Well, Valentine’s Day is upon us -- again.
Along with it’s bouquets of roses, sappy cards and romantic dinner-for-2 packages comes memories of painful breakups, overpriced overtures and, in most cases, questioning or confirming ones true state of love. If you find yourself bewildered or depressed this day, here are some thoughts that may make you feel a bit better.
It’s a racket and retailers love it.
Individuals are expected to spend an average of $136.57 this year. That’s over 18 billion dollars nationally according to Forbes Magazine. Now, factor in the amount of imminent marriage proposals and the mind is boggled by the total dollars that will be spent in the name of a chubby cherub with a crossbow.
Many say that like New Year’s Eve, V-Day is an amateur night for those not truly involved in a passionate relationship. One day in February is not the pinnacle for a well-adjusted couple who rekindle their love daily. On the other hand, I wouldn’t say to avoid something romantic on the 14th, assuming you want to keep the fires of love burning.
Get out of your comfort zone
Perhaps, though, the gesture should avoid the cliches of a commercial card or flowers. Make plans to do something your partner really likes that you usually stay away from. If you don’t usually cook, make dinner. Maybe have something prepared that commemorates a milestone in the relationship. While humor is important in a good relationship, if you do have a joke gift in mind keep it intimate and have something else also prepared that shows your heart’s true feelings. Putting thoughts on paper isn’t a bad idea either. You don’t have to be a poet laureate, just express your honest feelings.
Be smart, not desperate
If you are single, Valentine's Day dates can be tricky. On the one hand, if the date leads to a longer term relationship you’ll have a romantic story to tell -- and no problem remembering your anniversary. You can also celebrate that once a year expensive romantic dinner more affordably by killing two birds with one stone. On the other hand, it may be off putting to some folks who may see it as an excessive overture given at too early a point in the courtship. If that is the route you decide to go, I suggest asking the person well in advance, and not assuming they don’t already have plans. Last minute requests also seem more desperate... and in any dating situation you want to seem more chill than anxious.
Misery likes company
Another option is to find a group of single friends and make plans to commiserate communal loneliness by celebrating as a crew and maybe even hit up a few bars in a kind of Valentine's Pub Crawl. Or, just hang at an apartment or house and play Valentine's inspired games, or swap worst date stories, maybe even have a bad romantic film festival. The idea here is that misery loves company and loneliness dissipates with common cause.

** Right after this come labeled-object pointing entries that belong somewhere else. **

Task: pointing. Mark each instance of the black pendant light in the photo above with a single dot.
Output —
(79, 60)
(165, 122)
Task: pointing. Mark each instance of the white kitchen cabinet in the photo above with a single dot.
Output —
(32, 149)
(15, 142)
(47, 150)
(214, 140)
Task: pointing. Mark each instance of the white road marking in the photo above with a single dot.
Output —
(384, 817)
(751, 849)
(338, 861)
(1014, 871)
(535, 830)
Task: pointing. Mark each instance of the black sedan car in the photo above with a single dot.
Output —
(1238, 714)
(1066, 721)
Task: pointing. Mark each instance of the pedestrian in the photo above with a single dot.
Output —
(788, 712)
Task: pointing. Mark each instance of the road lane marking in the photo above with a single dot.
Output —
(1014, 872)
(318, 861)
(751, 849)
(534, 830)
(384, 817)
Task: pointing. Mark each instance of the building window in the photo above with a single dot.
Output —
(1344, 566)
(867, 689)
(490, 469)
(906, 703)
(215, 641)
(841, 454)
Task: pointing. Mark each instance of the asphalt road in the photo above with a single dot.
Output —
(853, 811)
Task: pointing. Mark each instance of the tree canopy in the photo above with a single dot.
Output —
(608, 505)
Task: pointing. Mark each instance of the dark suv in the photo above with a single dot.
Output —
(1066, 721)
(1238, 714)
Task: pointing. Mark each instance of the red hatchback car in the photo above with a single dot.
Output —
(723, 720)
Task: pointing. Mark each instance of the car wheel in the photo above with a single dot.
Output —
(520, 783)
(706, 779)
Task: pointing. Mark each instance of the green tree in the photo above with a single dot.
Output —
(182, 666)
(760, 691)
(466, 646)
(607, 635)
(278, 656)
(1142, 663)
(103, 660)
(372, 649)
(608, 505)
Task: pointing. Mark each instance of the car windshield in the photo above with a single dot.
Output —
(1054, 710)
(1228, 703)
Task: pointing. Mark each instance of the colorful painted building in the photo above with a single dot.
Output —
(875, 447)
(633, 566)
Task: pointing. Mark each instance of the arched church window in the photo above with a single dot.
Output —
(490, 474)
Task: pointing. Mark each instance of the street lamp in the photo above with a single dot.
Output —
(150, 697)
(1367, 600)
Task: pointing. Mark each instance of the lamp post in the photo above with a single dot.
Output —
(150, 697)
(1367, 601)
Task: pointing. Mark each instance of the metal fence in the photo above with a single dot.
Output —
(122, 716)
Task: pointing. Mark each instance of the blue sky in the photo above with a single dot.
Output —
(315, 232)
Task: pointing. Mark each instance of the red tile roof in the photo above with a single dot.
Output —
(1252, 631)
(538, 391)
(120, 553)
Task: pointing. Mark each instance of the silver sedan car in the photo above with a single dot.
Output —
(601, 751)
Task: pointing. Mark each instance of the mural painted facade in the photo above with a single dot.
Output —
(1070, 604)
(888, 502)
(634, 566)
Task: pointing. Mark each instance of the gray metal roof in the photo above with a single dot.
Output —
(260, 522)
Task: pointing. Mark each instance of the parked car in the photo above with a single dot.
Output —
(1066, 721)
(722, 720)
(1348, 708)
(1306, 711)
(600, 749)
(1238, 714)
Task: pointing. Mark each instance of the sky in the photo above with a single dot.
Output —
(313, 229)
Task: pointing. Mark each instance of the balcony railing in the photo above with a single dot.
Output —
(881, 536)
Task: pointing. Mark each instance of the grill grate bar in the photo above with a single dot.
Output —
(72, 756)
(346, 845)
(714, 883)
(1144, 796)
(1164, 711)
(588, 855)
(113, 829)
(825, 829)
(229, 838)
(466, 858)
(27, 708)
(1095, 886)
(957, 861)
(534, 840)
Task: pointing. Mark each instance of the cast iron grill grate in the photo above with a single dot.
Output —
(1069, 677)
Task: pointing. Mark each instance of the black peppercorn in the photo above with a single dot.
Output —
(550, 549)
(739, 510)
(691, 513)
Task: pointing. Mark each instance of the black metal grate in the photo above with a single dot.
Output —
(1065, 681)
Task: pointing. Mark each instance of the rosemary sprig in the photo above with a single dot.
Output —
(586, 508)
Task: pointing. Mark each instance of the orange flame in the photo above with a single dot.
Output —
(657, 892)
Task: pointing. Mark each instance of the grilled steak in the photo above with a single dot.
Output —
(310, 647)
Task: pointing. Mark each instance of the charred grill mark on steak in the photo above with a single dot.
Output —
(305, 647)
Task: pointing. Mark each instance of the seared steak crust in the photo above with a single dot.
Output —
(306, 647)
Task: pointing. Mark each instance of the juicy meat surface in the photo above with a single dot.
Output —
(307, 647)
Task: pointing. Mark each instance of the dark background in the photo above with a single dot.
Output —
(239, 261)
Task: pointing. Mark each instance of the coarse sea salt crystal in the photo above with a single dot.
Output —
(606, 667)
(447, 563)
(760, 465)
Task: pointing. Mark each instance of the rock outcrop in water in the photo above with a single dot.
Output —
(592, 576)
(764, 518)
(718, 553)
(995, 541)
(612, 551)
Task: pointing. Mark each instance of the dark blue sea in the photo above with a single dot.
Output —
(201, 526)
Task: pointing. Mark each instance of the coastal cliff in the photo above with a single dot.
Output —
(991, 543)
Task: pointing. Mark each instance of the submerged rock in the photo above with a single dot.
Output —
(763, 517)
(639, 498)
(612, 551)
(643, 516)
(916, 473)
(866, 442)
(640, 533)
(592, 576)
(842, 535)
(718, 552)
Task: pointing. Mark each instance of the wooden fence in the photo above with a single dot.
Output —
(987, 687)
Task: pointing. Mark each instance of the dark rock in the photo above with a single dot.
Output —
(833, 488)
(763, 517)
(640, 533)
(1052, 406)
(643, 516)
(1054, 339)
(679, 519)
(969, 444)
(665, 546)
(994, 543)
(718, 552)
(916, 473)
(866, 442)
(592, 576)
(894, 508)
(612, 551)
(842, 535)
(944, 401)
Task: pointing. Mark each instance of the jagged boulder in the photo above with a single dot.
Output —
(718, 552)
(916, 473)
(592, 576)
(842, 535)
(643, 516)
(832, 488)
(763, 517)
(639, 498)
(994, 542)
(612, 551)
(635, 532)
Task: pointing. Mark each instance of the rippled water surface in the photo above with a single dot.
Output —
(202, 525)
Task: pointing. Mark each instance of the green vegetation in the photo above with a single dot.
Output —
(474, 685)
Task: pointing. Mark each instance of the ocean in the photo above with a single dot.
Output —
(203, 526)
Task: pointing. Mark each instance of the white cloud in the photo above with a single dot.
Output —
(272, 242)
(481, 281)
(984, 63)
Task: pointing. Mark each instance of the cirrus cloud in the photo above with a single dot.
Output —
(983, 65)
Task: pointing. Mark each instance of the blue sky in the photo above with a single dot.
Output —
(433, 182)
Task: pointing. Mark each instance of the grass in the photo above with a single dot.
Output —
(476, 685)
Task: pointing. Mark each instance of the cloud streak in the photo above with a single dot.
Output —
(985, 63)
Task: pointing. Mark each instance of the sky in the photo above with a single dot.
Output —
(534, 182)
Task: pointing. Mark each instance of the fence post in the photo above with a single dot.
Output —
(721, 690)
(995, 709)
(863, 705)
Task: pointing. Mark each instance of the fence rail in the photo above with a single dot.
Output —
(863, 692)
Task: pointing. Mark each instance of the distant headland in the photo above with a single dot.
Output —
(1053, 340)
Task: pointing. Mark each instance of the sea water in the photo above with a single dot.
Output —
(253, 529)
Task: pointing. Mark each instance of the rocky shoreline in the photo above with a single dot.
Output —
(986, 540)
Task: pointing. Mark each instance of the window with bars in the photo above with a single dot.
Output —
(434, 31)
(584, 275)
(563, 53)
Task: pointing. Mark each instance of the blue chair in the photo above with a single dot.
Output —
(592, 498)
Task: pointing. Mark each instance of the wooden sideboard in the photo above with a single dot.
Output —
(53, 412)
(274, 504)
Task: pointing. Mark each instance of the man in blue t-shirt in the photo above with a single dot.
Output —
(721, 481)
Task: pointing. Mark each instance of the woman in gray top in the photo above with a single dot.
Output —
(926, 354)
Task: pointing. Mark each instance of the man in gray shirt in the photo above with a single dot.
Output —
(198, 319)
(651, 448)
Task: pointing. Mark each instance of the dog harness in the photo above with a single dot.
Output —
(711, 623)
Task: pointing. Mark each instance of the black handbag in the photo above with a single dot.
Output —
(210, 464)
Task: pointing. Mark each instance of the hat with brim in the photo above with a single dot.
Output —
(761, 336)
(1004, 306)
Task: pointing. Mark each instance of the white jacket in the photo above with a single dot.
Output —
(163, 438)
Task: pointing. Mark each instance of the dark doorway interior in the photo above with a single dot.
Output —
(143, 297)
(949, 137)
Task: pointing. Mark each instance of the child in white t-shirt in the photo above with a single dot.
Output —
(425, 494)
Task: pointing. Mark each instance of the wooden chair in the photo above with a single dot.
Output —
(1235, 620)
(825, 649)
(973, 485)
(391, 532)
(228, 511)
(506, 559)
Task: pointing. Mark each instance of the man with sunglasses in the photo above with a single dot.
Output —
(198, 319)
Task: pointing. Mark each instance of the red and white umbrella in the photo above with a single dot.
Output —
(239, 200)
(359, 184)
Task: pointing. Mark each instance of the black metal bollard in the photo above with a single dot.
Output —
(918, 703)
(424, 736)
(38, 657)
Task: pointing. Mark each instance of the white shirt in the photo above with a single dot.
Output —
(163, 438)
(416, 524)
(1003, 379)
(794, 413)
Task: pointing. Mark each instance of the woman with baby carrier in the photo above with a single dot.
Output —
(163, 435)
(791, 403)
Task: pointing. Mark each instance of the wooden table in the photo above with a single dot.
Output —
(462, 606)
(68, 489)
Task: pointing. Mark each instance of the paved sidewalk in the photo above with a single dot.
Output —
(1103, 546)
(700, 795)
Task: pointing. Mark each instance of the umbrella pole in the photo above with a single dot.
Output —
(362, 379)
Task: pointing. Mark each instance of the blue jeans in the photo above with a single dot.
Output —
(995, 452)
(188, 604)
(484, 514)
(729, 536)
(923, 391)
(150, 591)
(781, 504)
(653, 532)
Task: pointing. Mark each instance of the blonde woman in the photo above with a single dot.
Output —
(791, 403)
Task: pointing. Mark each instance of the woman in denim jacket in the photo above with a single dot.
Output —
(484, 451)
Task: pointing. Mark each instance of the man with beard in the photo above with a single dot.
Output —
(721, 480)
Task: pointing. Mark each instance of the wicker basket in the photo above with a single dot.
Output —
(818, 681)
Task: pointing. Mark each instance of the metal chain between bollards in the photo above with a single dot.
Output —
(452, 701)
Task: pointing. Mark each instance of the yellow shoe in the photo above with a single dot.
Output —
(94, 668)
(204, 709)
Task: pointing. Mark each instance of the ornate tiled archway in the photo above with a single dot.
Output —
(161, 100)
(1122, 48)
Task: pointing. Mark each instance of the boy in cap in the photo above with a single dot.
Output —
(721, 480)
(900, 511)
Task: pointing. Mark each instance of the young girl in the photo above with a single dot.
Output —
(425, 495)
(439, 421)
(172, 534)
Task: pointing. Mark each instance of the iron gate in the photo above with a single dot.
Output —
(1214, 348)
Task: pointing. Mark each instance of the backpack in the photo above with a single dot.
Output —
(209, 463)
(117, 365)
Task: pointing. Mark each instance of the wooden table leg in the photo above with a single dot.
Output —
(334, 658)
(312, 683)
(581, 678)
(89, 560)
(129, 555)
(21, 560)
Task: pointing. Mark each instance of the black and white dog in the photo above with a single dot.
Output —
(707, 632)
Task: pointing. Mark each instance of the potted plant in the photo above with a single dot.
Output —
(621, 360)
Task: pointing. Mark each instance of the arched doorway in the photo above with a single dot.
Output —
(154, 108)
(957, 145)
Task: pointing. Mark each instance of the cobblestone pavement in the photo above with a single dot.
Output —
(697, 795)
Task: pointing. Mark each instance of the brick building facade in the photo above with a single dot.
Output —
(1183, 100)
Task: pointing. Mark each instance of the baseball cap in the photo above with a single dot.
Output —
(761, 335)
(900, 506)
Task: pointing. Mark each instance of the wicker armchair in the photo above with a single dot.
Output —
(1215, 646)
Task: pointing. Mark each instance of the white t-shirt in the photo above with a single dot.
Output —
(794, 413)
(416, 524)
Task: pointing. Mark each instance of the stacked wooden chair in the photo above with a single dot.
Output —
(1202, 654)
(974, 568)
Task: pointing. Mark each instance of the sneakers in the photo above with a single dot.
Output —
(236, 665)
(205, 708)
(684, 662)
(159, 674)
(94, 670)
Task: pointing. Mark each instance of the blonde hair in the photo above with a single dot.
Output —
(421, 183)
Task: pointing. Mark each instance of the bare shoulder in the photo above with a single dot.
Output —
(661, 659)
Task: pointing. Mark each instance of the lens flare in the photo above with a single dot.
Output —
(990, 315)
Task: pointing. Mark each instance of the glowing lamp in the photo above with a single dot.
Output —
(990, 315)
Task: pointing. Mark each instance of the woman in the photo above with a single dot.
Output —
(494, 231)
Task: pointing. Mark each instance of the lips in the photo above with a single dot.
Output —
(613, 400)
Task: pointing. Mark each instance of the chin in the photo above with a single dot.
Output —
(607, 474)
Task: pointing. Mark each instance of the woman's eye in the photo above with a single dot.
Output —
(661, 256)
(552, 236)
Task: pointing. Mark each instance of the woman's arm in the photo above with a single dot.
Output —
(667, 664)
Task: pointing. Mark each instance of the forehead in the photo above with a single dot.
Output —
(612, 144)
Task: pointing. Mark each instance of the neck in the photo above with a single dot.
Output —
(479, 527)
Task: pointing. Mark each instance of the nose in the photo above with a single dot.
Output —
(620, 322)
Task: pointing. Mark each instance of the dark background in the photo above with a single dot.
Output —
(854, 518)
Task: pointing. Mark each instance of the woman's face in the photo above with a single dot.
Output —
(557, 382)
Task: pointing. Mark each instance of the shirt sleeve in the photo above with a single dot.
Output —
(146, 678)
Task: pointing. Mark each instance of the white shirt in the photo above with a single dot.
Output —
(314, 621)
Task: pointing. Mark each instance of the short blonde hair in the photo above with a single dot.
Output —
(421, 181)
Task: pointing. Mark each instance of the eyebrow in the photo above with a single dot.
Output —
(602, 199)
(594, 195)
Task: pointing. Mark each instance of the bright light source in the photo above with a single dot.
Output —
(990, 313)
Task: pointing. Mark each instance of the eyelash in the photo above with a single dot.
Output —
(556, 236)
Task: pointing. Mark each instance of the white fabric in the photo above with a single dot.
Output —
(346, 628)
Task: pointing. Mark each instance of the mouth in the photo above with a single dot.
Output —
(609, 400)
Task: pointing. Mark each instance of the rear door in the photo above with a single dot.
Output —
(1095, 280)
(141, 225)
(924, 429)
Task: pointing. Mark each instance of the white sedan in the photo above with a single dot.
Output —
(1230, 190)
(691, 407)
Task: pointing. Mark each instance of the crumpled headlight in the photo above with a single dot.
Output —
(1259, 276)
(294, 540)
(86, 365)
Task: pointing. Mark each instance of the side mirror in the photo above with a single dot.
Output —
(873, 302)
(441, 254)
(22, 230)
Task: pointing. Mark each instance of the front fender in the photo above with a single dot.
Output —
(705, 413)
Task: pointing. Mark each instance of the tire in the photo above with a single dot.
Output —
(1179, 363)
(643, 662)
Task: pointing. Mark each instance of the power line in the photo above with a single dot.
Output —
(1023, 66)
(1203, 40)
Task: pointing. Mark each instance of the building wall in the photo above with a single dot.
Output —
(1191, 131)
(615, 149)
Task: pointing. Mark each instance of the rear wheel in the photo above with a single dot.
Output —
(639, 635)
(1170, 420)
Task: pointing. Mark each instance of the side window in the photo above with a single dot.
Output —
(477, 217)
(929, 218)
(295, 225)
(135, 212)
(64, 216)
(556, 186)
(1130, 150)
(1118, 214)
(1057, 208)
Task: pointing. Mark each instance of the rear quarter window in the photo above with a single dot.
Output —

Sometimes though, the best solution might be to spend an evening by yourself. Loving oneself is usually considered selfish and/or depressing. But when is the last time you got to enjoy your own company? Loving yourself isn’t vanity - it is sanity.
Demonstrate love by giving it unconditionally to yourself. Because you gotta love yourself first; after all it’s you you’ll be spending the rest of your life with.